I come down squarely in the camp of ‘writers need to read’, but it wasn’t until very recently that I fully understood how it was helping me, or I should say, I saw recently how it was helping me.
Dan Brown is an author who divides readers. And writers. His books, though massively popular, which is evidenced by sales figures, are sometimes said to be not as well-written as other books in his genre. I have, in the past, read all of Brown’s books. My favourites were Deception Point and Digital Fortress. I read his books before I started writing myself. Until now.
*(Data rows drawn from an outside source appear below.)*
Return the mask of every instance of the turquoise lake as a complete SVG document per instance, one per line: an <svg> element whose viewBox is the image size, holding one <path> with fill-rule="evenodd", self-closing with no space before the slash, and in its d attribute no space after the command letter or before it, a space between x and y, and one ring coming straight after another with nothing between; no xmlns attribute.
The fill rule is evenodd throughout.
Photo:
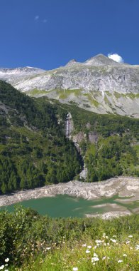
<svg viewBox="0 0 139 271"><path fill-rule="evenodd" d="M73 198L68 195L59 195L55 197L32 199L18 203L26 208L30 208L38 211L40 215L48 215L52 218L77 217L83 218L86 214L103 213L112 211L111 205L97 207L97 205L106 203L117 203L121 208L126 208L132 211L139 207L139 202L120 203L116 202L119 198L114 196L111 198L104 198L96 200L87 200L81 198ZM12 212L15 205L0 208ZM95 207L94 207L95 206Z"/></svg>

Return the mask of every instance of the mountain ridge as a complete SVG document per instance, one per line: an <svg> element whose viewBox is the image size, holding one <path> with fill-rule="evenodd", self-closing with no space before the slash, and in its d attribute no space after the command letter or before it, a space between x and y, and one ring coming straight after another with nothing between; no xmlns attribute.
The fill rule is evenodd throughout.
<svg viewBox="0 0 139 271"><path fill-rule="evenodd" d="M99 54L83 63L72 59L53 70L26 67L18 71L11 75L0 69L0 79L31 96L74 102L97 113L139 118L138 65L119 63Z"/></svg>

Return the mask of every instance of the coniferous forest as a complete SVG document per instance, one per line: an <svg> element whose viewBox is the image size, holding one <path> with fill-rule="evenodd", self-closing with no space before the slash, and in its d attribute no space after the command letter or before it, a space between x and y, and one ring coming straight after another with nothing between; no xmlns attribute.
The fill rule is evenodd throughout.
<svg viewBox="0 0 139 271"><path fill-rule="evenodd" d="M68 112L74 123L72 136L83 135L80 153L65 137ZM138 176L138 119L30 98L0 81L0 192L79 180L82 157L88 182ZM90 133L95 137L93 142Z"/></svg>

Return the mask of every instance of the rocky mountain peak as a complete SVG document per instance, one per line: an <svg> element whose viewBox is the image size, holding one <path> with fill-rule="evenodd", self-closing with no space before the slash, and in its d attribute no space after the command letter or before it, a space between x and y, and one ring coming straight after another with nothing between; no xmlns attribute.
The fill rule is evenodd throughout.
<svg viewBox="0 0 139 271"><path fill-rule="evenodd" d="M107 66L107 65L118 65L117 62L109 58L109 57L100 53L95 56L89 58L84 62L86 65L91 65L91 66Z"/></svg>
<svg viewBox="0 0 139 271"><path fill-rule="evenodd" d="M72 59L69 62L67 62L67 63L65 65L65 66L67 67L69 66L77 64L77 61L76 61L76 59Z"/></svg>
A couple of days ago I started Inferno, his 2013 offering and when I first started it I could see where the lively discussions about his work might emanate from. I wasn’t feeling the love for the book as I remembered feeling for previous books. I was reading it and looking at the sentences in a critical way as a writer. I was looking at the sentence structure, not the entire book! It’s not to say I know how to construct the perfect sentence, but it did get me thinking about how to construct a sentence. But then something changed. I found myself turning the pages faster and faster and realised I’d stopped examining the words and sentences and was simply engaged with the story. Dan Brown might not have hooked me with his sentences, but he is currently reeling me in with his story.
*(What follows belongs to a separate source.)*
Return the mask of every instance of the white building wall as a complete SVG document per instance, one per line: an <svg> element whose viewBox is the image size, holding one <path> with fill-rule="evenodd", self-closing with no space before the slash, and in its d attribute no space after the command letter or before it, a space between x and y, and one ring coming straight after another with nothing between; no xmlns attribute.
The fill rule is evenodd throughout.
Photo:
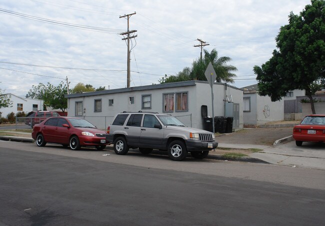
<svg viewBox="0 0 325 226"><path fill-rule="evenodd" d="M224 116L224 100L225 100L225 95L232 94L234 102L240 104L240 126L242 128L242 91L233 88L228 88L225 92L223 84L215 84L214 86L214 116ZM106 128L116 114L124 110L134 112L146 110L163 113L163 94L174 93L176 98L176 94L180 92L188 93L188 110L176 112L174 110L172 112L166 114L177 117L187 126L202 128L203 122L201 116L201 106L208 106L208 115L212 116L210 86L208 84L202 82L196 82L194 85L132 90L124 92L121 92L100 95L94 92L94 96L72 97L68 98L68 114L69 116L75 116L75 102L82 101L84 108L82 116L98 128ZM146 94L150 94L152 96L152 108L142 110L142 96ZM134 104L129 104L130 96L134 97ZM97 99L102 99L102 112L94 112L94 100ZM108 106L110 99L114 100L114 106ZM176 102L174 102L176 105Z"/></svg>
<svg viewBox="0 0 325 226"><path fill-rule="evenodd" d="M38 110L43 110L43 100L20 98L11 94L4 95L9 97L12 103L11 106L0 108L0 112L2 112L2 116L4 118L6 118L8 114L12 112L16 114L18 112L24 112L26 114L27 114L33 110L33 104L38 105ZM22 104L22 110L17 110L18 104Z"/></svg>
So, my point with this post is this; we don’t just need to read good books as writers to learn from them, but we can learn from any book we choose to pick up. Be it a good book with stunning sentences and story, bad books that have nothing you like in it at all, or a book that has something in it you can learn from in the good and the bad sections. But really, how do you know how you are doing in your own genre if you’re not reading in it? Or how do you know how you’re doing with your writing if you’re not reading at all? What do you have to compare against? To push yourself harder towards? Because we all want to continually improve don’t we? I know I do.
What books have you picked up and realised you have taken something away from? And what was it?